Doing this well is hard: You cannot wave your hand and immediately create a novel high throughput biology platform. The biology and the hardware are moats themselves. Most assays don’t scale well or consistently enough to be used as a screen day in and day out. They need to be repeatable, automatable, have low intrinsic variability (different runs in the same conditions with the same independent variables are similar), and low extrinsic variability (batch to batch, day to day, sample prep to sample prep, getting the same result). There’s an art to getting this right that requires fine tuning.

Regardless of modality, lead molecules need detailed preclinical characterization and optimization for solubility, clearance, toxicity, metabolism, immunogenicity, PK/PD, and more. Many of these steps, too, can benefit from computational approaches, after the initial measurement and screening technology and processes are built out. You simply cannot integrate out biology and medicine, by speeding up the front of the discovery funnel.

Systems that work at low throughput don’t work at high throughput. It is frustratingly difficult, for example, to get in vivo plant assays to scale as seedlings refuse to grow in standard ways. Physical and material transformations are required. Innovations in hardware underlie our ability to measure biology at high throughput. The need for meaningful biological assays, well engineered hardware, and clever algorithms need not go together.  Insight in all three is requisite.

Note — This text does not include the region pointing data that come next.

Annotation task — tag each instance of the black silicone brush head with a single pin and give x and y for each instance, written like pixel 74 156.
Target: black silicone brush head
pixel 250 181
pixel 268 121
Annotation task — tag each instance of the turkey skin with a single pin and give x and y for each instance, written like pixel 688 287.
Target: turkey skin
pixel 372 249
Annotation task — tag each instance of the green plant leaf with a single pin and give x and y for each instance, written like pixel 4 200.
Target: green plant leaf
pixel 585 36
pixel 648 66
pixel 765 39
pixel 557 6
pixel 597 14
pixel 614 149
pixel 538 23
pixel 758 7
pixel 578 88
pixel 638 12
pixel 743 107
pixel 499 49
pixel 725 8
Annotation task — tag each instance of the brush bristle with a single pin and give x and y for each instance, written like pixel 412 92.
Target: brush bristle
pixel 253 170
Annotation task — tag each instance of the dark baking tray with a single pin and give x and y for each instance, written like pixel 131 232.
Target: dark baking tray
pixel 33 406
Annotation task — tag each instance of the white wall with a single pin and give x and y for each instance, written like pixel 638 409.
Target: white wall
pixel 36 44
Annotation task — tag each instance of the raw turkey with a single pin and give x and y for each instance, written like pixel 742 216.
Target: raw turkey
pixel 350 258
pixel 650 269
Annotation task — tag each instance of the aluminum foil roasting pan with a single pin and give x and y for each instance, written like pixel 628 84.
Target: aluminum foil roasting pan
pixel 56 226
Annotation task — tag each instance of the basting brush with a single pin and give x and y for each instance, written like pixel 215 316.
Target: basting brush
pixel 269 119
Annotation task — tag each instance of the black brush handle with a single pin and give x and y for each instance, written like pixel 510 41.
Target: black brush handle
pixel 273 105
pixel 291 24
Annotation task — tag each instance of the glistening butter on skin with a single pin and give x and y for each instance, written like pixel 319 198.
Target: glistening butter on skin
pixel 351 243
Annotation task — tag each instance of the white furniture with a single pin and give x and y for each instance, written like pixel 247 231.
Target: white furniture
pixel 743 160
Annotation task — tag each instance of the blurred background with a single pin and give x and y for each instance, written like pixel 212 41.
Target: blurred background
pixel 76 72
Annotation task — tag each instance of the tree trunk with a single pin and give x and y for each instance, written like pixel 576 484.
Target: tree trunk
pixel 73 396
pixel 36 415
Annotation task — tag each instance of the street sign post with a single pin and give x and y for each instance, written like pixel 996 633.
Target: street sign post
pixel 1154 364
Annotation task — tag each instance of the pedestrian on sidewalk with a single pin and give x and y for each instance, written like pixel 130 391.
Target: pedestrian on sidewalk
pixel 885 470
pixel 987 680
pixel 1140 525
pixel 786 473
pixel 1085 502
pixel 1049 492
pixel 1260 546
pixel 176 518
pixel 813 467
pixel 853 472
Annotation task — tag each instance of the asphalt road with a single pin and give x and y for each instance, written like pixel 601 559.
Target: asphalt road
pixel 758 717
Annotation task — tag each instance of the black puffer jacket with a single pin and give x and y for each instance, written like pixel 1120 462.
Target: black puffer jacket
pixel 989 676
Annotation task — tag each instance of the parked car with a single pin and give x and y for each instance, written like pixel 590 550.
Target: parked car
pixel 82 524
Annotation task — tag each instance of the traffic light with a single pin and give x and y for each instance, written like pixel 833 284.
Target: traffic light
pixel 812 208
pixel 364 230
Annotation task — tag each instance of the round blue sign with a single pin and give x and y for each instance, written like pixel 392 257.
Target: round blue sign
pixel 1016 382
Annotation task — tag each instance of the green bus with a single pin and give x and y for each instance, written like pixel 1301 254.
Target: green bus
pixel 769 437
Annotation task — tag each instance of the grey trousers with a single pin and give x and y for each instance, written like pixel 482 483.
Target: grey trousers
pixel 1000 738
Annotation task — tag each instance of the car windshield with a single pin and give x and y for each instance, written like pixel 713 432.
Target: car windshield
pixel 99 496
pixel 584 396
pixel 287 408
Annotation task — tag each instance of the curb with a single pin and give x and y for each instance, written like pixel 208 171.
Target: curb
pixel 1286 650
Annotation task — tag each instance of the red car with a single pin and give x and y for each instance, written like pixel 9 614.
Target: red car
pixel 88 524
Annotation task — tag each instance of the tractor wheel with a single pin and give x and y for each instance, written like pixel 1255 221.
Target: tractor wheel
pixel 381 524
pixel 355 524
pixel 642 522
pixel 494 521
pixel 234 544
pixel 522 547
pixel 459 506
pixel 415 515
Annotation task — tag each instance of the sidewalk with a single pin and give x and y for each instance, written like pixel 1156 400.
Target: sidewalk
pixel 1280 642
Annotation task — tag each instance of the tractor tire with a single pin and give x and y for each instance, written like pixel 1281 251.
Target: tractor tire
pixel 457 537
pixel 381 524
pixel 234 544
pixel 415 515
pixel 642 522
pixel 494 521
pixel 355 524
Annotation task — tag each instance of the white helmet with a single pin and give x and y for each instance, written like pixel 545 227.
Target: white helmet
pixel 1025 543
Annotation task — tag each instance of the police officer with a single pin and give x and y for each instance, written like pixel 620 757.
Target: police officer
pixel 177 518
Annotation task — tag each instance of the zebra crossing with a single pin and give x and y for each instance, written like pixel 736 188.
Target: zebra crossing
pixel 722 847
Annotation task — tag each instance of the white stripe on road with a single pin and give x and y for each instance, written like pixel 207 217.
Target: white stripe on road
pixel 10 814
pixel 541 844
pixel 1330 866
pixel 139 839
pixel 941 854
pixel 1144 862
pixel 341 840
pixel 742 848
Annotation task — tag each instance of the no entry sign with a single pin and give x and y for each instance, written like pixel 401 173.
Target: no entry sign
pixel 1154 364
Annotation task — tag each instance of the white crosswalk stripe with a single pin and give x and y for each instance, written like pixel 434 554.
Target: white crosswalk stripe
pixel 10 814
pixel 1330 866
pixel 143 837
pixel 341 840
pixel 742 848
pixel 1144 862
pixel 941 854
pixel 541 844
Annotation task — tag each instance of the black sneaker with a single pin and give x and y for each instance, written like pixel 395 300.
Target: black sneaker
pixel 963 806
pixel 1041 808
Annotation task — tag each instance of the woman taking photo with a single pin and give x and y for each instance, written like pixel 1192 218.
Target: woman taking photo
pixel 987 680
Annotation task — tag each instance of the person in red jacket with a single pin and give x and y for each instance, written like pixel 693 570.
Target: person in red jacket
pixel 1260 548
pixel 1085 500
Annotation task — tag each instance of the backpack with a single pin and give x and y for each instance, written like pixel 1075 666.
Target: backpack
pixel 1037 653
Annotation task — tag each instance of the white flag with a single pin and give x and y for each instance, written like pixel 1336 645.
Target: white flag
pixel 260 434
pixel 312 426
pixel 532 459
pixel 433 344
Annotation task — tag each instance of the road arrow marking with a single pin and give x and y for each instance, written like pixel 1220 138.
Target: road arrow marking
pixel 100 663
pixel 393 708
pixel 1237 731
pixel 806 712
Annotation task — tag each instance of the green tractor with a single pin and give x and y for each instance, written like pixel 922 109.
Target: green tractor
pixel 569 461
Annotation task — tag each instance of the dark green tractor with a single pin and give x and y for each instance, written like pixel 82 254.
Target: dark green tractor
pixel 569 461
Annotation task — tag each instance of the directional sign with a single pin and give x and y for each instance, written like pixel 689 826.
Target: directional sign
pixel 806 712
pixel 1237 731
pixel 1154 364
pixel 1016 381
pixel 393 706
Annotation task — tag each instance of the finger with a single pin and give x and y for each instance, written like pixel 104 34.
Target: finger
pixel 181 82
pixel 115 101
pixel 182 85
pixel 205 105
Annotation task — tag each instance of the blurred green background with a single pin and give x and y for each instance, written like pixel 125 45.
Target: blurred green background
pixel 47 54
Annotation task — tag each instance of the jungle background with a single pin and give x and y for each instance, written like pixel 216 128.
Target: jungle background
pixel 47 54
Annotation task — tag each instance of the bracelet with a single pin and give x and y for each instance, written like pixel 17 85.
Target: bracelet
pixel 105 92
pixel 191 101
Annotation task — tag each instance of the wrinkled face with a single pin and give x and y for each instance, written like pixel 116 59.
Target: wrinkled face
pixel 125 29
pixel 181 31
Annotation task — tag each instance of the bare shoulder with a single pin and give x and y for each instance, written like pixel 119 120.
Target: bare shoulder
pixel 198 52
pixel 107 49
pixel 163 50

Whichever route is chosen, computational and high throughput systems give you candidates, but those are still a world away from a drug that can be tested in humans. Consider antibodies. It’s easy to get a hit these days through a variety of technologies. Computation may get us there, too, someday soon. But you need it to be non-immunogenic, non-aggregating, manufacturable to high titer, ideally suitable for sub-cutaneous administration, easy to store etc. These drug-like properties are hard for either biology-first or computation-first strategies.

The leap to computation everywhere, thus obscures the complexities inherent in drug development and sets the stage for future failure. ds/ml should be used to catalyze core IP and not as a substitute for getting the hard parts of biomedicine correct. If you have a great high throughput screen, use it for data generation, don’t jump to zero shot learning, which will by definition perform worse. Use computational advances where they are likely to succeed (eg Protein LLMs for drug-likeness, but not antibody binding) coupled tightly to efficient scientific processes that will build a lineage of data you can learn from in the future.

Built either on traditional biology with effective digital systems  or novel high-throughput science, ds/ml are process efficiencies. To be effective, they require order and clarity in scientific process, data capture, and organization. If your processes are bad, you won’t benefit from small improvements at every step (or a major speedup in a handful of them). Computation begins with getting your scientific house in order.

* I’m not going to use the vague term “AI” here; frankly it’s not clear what it means at all and machine learning better captures the automated inference algorithms being discussed.